Posted Jun 13, 2023 - 14:38 PDT
Monitoring
AWS is currently experiencing issues affecting our services.

https://health.aws.amazon.com/health/status

From AWS Status page:
[02:29 PM PDT] Lambda synchronous invocation APIs have recovered. We are still working on processing the backlog of asynchronous Lambda invocations that accumulated during the event, including invocations from other AWS services (such as SQS and EventBridge). Lambda is working to process these messages during the next few hours and during this time, we expect to see continued delays in the execution of asynchronous invocations.

[02:00 PM PDT] Many AWS services are now fully recovered and marked Resolved on this event. We are continuing to work to fully recover all services.

[01:48 PM PDT] Beginning at 11:49 AM PDT, customers began experiencing errors and latencies with multiple AWS services in the US-EAST-1 Region. Our engineering teams were immediately engaged and began investigating. We quickly narrowed down the root cause to be an issue with a subsystem responsible for capacity management for AWS Lambda, which caused errors directly for customers (including through API Gateway) and indirectly through the use by other AWS services. We have associated other services that are impacted by this issue to this post on the Health Dashboard.

Additionally, customers may experience authentication or sign-in errors when using the AWS Management Console, or authenticating through Cognito or IAM STS. Customers may also experience intermittent issues when attempting to call or initiate a chat to AWS Support.

We are now observing sustained recovery of the Lambda invoke error rates, and recovery of other affected AWS services. We are continuing to monitor closely as we work towards full recovery across all services.

[01:38 PM PDT] We are beginning to see an improvement in the Lambda function error rates. We are continuing to work towards full recovery.
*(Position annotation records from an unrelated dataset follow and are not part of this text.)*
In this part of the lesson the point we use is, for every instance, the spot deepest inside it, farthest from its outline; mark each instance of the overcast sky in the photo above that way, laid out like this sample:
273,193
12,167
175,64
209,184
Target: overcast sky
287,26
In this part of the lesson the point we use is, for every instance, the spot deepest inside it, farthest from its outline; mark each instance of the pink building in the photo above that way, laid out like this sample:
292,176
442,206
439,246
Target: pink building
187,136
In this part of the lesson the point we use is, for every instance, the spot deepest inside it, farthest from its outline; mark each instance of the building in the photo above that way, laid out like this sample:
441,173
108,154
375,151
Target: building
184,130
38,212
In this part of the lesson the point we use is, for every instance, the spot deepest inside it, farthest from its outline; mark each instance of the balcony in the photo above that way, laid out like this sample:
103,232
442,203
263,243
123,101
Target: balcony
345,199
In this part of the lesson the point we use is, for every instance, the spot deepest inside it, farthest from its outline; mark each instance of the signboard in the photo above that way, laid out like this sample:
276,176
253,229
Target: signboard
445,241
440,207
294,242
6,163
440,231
[01:14 PM PDT] We are continuing to work to resolve the error rates invoking Lambda functions. We're also observing elevated errors obtaining temporary credentials from the AWS Security Token Service, and are working in parallel to resolve these errors.

[12:36 PM PDT] We are continuing to experience increased error rates and latencies for multiple AWS Services in the US-EAST-1 Region. We have identified the root cause as an issue with AWS Lambda, and are actively working toward resolution. For customers attempting to access the AWS Management Console, we recommend using a region-specific endpoint (such as: https://us-west-2.console.aws.amazon.com). We are actively working on full mitigation and will continue to provide regular updates.

[12:26 PM PDT] We have identified the root cause of the elevated errors invoking AWS Lambda functions, and are actively working to resolve this issue.

[12:19 PM PDT] AWS Lambda function invocation is experiencing elevated error rates. We are working to identify the root cause of this issue.

[12:08 PM PDT] We are investigating increased error rates and latencies in the US-EAST-1 Region.
Posted Jun 13, 2023 - 13:29 PDT
This incident affected: Home Assistant Cloud (Remote UI, Alexa, Google Assistant, Webhooks, Account).